Monitoring fileset states for AFM
AFM fileset can have different states depending on the mode and queue states.
To view the current cache state, run the
mmafmctl filesystem getstate
command, or the
mmafmctl filesystem getstate -j cache_fileset
command. See the following table for the explanation of the cache state:
AFM fileset state | Condition | Description | Healthy or Unhealthy | Administrator's action |
---|---|---|---|---|
Inactive | The AFM cache is created | Operations were not initiated on the cache cluster after the last daemon restart. | Healthy | None |
FlushOnly | Operations are queued | Operations have not started to flush. | Healthy | This is a temporary state and should move to Active when a write is initiated. |
Active | The AFM cache is active | The cache cluster is ready for an operation. | Healthy | None |
Dirty | The AFM is active | The pending changes in the cache cluster are not played at the home cluster. This state does not hamper the normal activity. | Healthy | None |
Recovery | The cache is accessed after primary gateway failure | A new gateway is taking over a fileset as primary gateway after the old primary gateway failed. | Healthy | None |
QueueOnly | The cache is running some operation. | Operations such as recovery, resync, failover are being executed, and operations are being queued and not flushed. | Healthy | This is a temporary state. |
Disconnected | Primary gateway cannot connect to the NFS server at the home cluster. | Occurs only in a cache cluster that is created over an NFS export.
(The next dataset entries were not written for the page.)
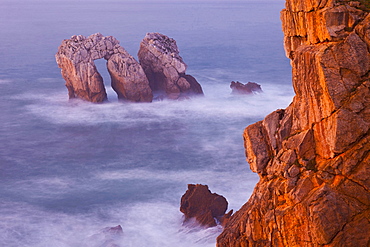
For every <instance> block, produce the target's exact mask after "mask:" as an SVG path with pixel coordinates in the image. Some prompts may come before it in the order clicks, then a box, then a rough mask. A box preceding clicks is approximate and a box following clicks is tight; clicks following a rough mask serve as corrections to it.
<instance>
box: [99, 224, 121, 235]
mask: <svg viewBox="0 0 370 247" xmlns="http://www.w3.org/2000/svg"><path fill="white" fill-rule="evenodd" d="M102 232H103V233H105V234H106V235H115V236H118V235H123V230H122V227H121V225H118V226H114V227H106V228H104V229H103V230H102Z"/></svg>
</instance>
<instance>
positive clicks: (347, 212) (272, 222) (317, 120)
mask: <svg viewBox="0 0 370 247" xmlns="http://www.w3.org/2000/svg"><path fill="white" fill-rule="evenodd" d="M358 6H361V5H360V4H356V3H354V2H353V1H352V2H348V1H339V0H334V1H309V0H303V1H301V0H287V1H286V9H284V10H283V11H282V21H283V31H284V35H285V49H286V52H287V56H288V57H289V58H290V59H291V64H292V67H293V70H292V73H293V76H292V78H293V86H294V90H295V92H296V96H295V97H294V99H293V102H292V103H291V104H290V105H289V106H288V107H287V108H286V109H285V110H278V111H276V112H273V113H271V114H270V115H268V116H267V117H266V118H265V119H264V120H263V121H260V122H257V123H255V124H252V125H250V126H248V127H247V128H246V130H245V132H244V140H245V149H246V155H247V160H248V162H249V164H250V167H251V169H252V170H253V171H254V172H256V173H258V174H259V176H260V181H259V182H258V184H257V185H256V187H255V190H254V192H253V194H252V196H251V198H250V199H249V201H248V202H247V203H246V204H245V205H244V206H243V207H242V208H241V209H240V210H239V211H237V212H236V213H235V214H234V215H232V216H231V217H230V220H229V222H228V223H227V225H226V227H225V229H224V231H223V233H222V234H221V235H220V236H219V237H218V240H217V246H218V247H221V246H225V247H226V246H368V245H369V243H370V236H369V234H367V233H366V232H368V231H369V229H370V210H369V208H370V180H369V175H370V165H369V164H370V152H369V151H370V135H369V133H370V110H369V109H370V79H369V72H370V60H369V59H370V53H369V48H370V42H369V40H370V38H369V33H370V32H369V30H370V29H369V27H370V18H369V14H368V13H367V12H365V11H362V10H361V9H359V8H358Z"/></svg>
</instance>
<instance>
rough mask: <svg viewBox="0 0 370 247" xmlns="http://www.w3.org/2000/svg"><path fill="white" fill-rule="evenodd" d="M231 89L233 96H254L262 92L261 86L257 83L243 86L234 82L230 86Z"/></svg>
mask: <svg viewBox="0 0 370 247" xmlns="http://www.w3.org/2000/svg"><path fill="white" fill-rule="evenodd" d="M230 88H231V89H232V91H231V93H233V94H252V93H260V92H262V88H261V85H259V84H257V83H255V82H248V83H247V84H243V83H240V82H238V81H237V82H235V81H232V82H231V84H230Z"/></svg>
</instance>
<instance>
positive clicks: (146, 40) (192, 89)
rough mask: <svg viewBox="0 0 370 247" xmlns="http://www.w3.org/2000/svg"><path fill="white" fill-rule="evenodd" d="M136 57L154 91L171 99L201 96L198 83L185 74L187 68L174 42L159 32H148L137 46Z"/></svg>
mask: <svg viewBox="0 0 370 247" xmlns="http://www.w3.org/2000/svg"><path fill="white" fill-rule="evenodd" d="M138 58H139V61H140V64H141V66H142V67H143V69H144V71H145V74H146V76H147V77H148V80H149V83H150V87H151V89H152V90H153V91H154V92H155V91H157V92H158V91H161V92H165V93H166V95H167V96H168V97H169V98H171V99H177V98H179V97H181V96H186V95H189V94H203V90H202V87H201V86H200V84H199V83H198V82H197V80H196V79H195V78H194V77H192V76H191V75H187V74H186V68H187V65H186V64H185V63H184V61H183V59H182V57H181V56H180V55H179V50H178V48H177V45H176V41H175V40H174V39H172V38H169V37H167V36H165V35H163V34H160V33H147V34H146V36H145V37H144V39H143V40H142V41H141V43H140V50H139V52H138Z"/></svg>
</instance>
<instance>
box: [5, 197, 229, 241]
mask: <svg viewBox="0 0 370 247" xmlns="http://www.w3.org/2000/svg"><path fill="white" fill-rule="evenodd" d="M3 203H4V202H2V203H1V204H0V206H2V204H3ZM8 206H9V207H7V208H5V209H4V208H3V207H0V217H1V218H2V221H0V236H1V237H0V245H1V246H33V247H47V246H53V247H74V246H76V247H77V246H78V247H80V246H86V247H95V246H107V245H105V244H106V241H107V238H106V237H104V235H102V233H101V232H102V229H104V228H106V227H114V226H117V225H121V226H122V228H123V236H117V237H114V236H113V237H112V238H109V239H108V240H111V242H110V243H111V244H116V245H118V246H122V247H136V246H168V247H170V246H179V247H182V246H184V247H188V246H194V247H198V246H199V247H207V246H214V245H215V239H216V237H217V235H218V234H220V232H221V231H222V228H220V227H213V228H209V229H203V228H201V227H193V228H188V227H186V226H183V225H182V215H181V213H180V212H179V211H178V208H176V207H175V206H173V205H170V204H166V203H160V202H152V203H140V204H136V205H130V206H126V205H112V206H107V207H105V208H104V209H99V211H96V212H91V213H86V214H77V215H69V214H65V213H55V212H49V211H45V210H42V209H40V208H37V207H29V206H28V205H24V204H20V203H13V204H8Z"/></svg>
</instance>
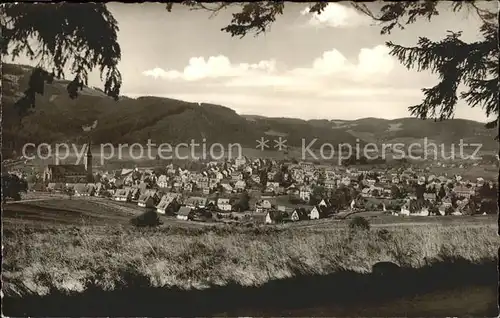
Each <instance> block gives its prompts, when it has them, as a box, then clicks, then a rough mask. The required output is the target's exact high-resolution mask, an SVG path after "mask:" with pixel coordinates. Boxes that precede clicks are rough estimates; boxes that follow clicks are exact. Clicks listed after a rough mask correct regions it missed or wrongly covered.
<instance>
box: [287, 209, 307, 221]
mask: <svg viewBox="0 0 500 318" xmlns="http://www.w3.org/2000/svg"><path fill="white" fill-rule="evenodd" d="M308 218H309V217H308V216H307V211H306V209H304V208H296V209H295V210H293V212H292V215H291V217H290V219H291V220H292V221H294V222H297V221H302V220H307V219H308Z"/></svg>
When parallel data transfer is configured, this state shows the connectivity between the primary gateway and the mapped home server, irrespective of other gateway nodes. | Unhealthy | Correct the errant NFS servers on the home cluster. |
Unmounted | The cache that is using NFS has detected a change in the home cluster - sometimes during creation or in the middle of an operation if home exports are meddled with. |
|
Unhealthy |
|
Unmounted | The cache that is using the GPFS protocol detects a change in the home cluster, sometimes during creation or in the middle of an operation. | There are problems accessing the local mount of the remote file system. | Unhealthy | Check remote filesystem mount on the cache cluster and remount if necessary. |
Dropped | Recovery failed. | The local file system is full, space is not available on the cache or the primary cluster, or case of a policy failure during recovery. | Unhealthy | Fix the issue and access the fileset to retry recovery. |
Dropped | IW Failback failed. | The local file system is full, space is not available on the cache or the primary cluster, or there is a policy failure during recovery. | Unhealthy | Fix the issue and access the fileset to retry failback. |
Dropped | A cache with active queue operations is forcibly unlinked. | All queued operations are being de-queued, and the fileset remains in the Dropped state and moves to the Inactive state when the unlinking is complete. | Healthy | This is a temporary state. |
Dropped | The old GW node starts functioning properly after a failure. | AFM internally performs queue transfers from one gateway to another to handle gateway node failures. | Healthy | The system resolves this state on the next access. |
Dropped | Cache creation or in the middle of an operation if the home exports changed. |
Export problems at home such as following:
|
Unhealthy |
|
Dropped | During recovery or normal operation | If gateway queue memory is exceeded, the queue can get dropped. The memory has to be increased to accommodate all requests and bring the queue back to the Active state. | Unhealthy | Increase afmHardMemThreshold. |
Expired | The RO cache that is configured to expire. | An event that occurs automatically after prolonged disconnection when the cached contents are not accessible. | Unhealthy | Fix the errant NFS servers on the home cluster |
NeedsFailback | The IW cache that needs to complete failback. | A failback initiated on an IW cache cluster is interrupted and is incomplete. | Unhealthy | Failback is automatically triggered on the fileset, or the administrator can run failback again. |
FailbackInProgress | Failback initiated on IW cache. | Failback is in progress and automatically moves to failbackCompleted | Healthy | None |
FailbackCompleted | The IW cache after failback. | Failback successfully completes on the IW cache cluster. | Healthy | Run mmafmctl failback --stop on the cache cluster. |
NeedsResync | The SW cache cluster during home corruption. | Occurs when the home cluster is accidentally corrupted | Unhealthy | Run mmafmctl resync on the cache. |
NeedsResync | Recovery on the SW cache. | A rare state possible only under error conditions during recovery | Unhealthy | No administrator action required. The system would fix this in the subsequent recovery. |
Stopped | Replication stopped on fileset. | Fileset stops sending changes to the gateway node. Mainly used during planned downtime. | Unhealthy | After planned downtime, run mmafmctl <fs> start -j <fileset> to start sending changes/modification to the gateway node and continue replication. |